Hiç mi yorulmaz bu bünye, hiç mi dur durak bilmez ? Yürümeyi yeni kotardın koşmaya çalışmak niye? Koşarken düşüp, hiç umursamayıp devam etmek, nefes nefese kalıp , bir annenin , bir babanın bacağı arasında mekik dokumak, hepsine ayrı sürünmek niye?
Niye olacak, evde yoksunuz diye.. Sınırlı saatlerde yanımdasınız diye.. Bir minik için ne zor aslında düşününce..

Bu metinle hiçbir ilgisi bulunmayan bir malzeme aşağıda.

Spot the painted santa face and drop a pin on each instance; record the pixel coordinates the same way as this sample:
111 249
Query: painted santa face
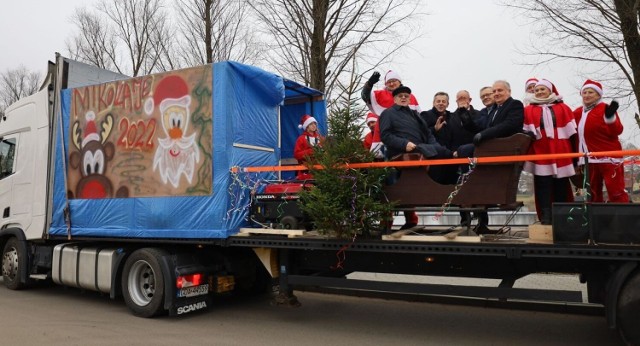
542 92
392 84
174 121
590 97
178 153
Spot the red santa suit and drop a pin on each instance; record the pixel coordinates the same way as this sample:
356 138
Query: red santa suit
552 123
550 139
597 133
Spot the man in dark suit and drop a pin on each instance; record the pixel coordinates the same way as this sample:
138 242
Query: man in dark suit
504 118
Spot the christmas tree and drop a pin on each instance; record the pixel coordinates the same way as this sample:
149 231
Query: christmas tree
345 201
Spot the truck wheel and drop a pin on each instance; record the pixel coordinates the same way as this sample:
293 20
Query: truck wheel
628 310
12 255
143 282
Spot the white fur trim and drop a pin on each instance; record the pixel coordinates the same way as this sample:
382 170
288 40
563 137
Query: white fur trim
568 130
592 86
184 101
546 83
611 120
392 75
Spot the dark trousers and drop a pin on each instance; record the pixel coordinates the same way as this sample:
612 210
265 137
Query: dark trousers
548 190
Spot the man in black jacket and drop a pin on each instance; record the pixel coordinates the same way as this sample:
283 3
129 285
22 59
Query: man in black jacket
504 118
402 130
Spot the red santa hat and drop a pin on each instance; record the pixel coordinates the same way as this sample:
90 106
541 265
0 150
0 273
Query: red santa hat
306 120
593 85
170 91
392 75
549 86
371 117
90 130
530 81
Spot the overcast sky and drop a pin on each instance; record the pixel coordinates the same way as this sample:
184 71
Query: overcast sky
467 44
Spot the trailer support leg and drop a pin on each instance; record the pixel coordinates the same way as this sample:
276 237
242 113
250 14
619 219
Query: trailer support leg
285 295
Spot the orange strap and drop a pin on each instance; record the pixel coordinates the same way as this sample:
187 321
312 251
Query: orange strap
479 160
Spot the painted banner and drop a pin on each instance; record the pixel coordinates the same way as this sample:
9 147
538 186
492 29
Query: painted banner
149 136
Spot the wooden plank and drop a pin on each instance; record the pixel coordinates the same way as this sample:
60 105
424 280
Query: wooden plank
271 231
540 234
434 238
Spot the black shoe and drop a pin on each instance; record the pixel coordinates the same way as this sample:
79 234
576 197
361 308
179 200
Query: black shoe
408 225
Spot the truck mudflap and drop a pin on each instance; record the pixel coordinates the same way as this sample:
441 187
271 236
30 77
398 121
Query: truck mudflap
198 298
190 304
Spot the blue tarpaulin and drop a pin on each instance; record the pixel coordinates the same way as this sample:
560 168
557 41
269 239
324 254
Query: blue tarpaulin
255 115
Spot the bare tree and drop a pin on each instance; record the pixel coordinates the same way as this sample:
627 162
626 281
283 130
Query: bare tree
605 33
130 36
17 83
318 40
94 44
216 30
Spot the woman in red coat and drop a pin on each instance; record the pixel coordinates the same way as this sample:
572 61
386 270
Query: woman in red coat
598 129
553 124
305 143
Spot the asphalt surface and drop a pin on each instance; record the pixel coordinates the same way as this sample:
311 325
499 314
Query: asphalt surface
54 315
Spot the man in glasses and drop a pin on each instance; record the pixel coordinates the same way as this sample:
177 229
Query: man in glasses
403 131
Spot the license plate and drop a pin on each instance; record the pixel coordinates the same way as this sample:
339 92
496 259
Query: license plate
193 291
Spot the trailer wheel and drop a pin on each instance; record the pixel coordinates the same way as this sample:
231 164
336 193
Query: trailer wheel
12 269
143 282
628 310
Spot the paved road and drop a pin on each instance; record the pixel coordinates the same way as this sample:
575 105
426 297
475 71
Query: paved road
59 316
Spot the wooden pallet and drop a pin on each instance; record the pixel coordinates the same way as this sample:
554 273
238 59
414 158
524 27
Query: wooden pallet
413 234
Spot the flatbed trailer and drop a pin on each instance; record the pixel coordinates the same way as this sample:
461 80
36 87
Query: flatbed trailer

Pazar günü temposu da benzerdi. Önce Ikea ki, Arda adımları ile Ikea biter mi? Bitmedi tabii saatlerce. Sonra Nil bebeği görmeye.. Nil bebekten çok balonları ile ilgilendi ama olsun :)
Anladık ki büyüyor bizim tospa, uyku saatlerinin kaçmasına aldırmadan, yanında olduğumuz sürece keyfini kaçırmadan, bize ayak uydurmaya çalışıyor. Asıl sorun biz onun hareketine, merakına nasıl ayak uyduracağız?
Her odayı tek tek gezmek istemesine, dokunmak istediği onlarca şeyden çoğunun ellenemeyecek olmasını anlatmaya, evdeki gibi her dolabi her çekmeceyi açamayacağını izah etmeye.. Bizim buna ayak uydurmamız, doğru kelimelerle derdimizi doğru anlatmayı öğrenmemiz lazım..
Biliyoruz sanıyorduk oysa ki, bunları yapacağını biliyorduk ve cümlelerimiz de hazırdı ama gel gör ki okunanları anlamak kolay da uygulamak o kadar da kolay değil işte.. Biz de büyüyoruz , biz de..
2 yorum:
çok tatlı oğluşunuz maşallah
Teşekkür ederiz :) Bu minişlerin hepsi birbirinden tatlı zaten , değil mi?